Writer Emily Stevens makes some unusual choices, with a mix of the traditional plot and new writing. The new writing is fine but the mix just doesn’t work. There doesn’t seem to be any pattern of when either is used and the hodge-podge effect it creates is jarring and unnatural.

The acting overall is fine, and at times Reilly Hilbert shows good instincts. The mechanicals sections even raise a smile from time to time.  It is the combination of many odd decisions that let this piece down.

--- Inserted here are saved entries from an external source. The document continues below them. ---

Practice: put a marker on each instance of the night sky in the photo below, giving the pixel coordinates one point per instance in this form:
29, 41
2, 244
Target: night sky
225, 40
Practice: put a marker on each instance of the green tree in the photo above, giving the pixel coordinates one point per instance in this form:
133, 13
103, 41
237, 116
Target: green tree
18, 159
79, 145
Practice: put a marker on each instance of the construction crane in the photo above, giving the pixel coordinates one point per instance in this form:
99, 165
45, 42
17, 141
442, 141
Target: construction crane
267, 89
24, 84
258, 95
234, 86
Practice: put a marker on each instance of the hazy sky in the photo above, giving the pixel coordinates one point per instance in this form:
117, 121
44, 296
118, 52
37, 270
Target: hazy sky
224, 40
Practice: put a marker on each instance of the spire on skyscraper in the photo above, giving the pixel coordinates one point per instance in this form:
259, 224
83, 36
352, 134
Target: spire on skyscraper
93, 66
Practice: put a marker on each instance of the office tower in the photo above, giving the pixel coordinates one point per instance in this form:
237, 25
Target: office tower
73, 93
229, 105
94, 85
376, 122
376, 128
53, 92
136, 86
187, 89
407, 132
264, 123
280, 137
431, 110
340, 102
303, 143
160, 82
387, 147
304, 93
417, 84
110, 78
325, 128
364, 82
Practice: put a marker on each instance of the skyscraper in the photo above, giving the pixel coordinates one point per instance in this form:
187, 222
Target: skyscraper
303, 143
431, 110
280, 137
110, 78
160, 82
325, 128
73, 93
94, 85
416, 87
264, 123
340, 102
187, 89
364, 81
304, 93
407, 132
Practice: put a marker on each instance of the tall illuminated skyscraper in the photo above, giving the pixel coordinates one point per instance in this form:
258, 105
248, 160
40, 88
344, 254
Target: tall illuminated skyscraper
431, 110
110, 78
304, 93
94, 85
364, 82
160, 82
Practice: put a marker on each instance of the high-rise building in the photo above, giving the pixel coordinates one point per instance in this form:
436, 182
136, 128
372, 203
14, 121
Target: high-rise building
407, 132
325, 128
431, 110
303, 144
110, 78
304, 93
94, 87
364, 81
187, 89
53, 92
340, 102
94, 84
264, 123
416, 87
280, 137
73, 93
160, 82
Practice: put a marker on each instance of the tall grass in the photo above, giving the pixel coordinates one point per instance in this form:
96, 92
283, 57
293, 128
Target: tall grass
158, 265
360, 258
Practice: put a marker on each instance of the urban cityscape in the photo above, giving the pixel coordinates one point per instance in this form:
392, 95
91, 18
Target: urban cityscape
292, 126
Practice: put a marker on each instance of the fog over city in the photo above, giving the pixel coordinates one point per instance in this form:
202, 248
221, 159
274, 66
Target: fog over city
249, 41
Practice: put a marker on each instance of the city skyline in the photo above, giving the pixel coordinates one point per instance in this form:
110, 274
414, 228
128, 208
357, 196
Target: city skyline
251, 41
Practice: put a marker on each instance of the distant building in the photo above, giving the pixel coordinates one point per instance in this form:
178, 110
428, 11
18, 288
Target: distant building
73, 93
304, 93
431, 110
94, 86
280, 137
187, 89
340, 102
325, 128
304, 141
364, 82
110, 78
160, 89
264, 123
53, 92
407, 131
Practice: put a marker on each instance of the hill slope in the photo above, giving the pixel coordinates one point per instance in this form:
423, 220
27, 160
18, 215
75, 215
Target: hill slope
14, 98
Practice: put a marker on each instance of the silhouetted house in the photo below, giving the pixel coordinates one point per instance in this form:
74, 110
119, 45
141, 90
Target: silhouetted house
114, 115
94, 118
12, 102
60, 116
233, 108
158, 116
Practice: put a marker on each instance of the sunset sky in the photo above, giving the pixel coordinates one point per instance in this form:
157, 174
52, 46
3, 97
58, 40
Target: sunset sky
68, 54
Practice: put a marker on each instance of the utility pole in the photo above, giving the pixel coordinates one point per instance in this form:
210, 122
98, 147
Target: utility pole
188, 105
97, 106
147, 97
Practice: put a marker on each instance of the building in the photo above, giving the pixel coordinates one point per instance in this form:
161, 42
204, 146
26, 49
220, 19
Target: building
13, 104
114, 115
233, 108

Physical theatre is employed in parts but it is spotty, inconsistent and immature. The cast multirole and use costume to differentiate between characters but it seems a little cliché- especially given that this production was filmed and are more opportunities to alter set/costume between takes than in live performance. Musical selections are hit and miss, with Fleetwood Mac in the Fairy sections working well but other songs being a bad fit.

There is a half-baked comedy dance (as is common with traditional productions of Shakespeare’s comedies) to close the piece but some actors give their all and others treat it as a joke. At least they look like they’re having a good time. Filming is a little inconsistent too, with sound dropping in and out and vintage-looking effects in places. We can even see actors who are supposed to be “off-stage” in some shots.

I never like to be negative about young companies, especially in trying circumstances, but as someone who also works with training theatre-makers, I feel I have a responsibility to help them improve. This production has some nice concepts, especially the take on the environmental impact of the construction and some strong acting in parts. In future work, I’d advise Achy Bits Productions to focus their attentions on one solid idea. Either take inspiration for a new storyline from an established piece and write something new or stick with the original – there’s a reason Dream is so popular, that’s because it’s a work of genius.

Keep at it, Achy Bits, there’s good stuff in there and I look forward to seeing the progress you make.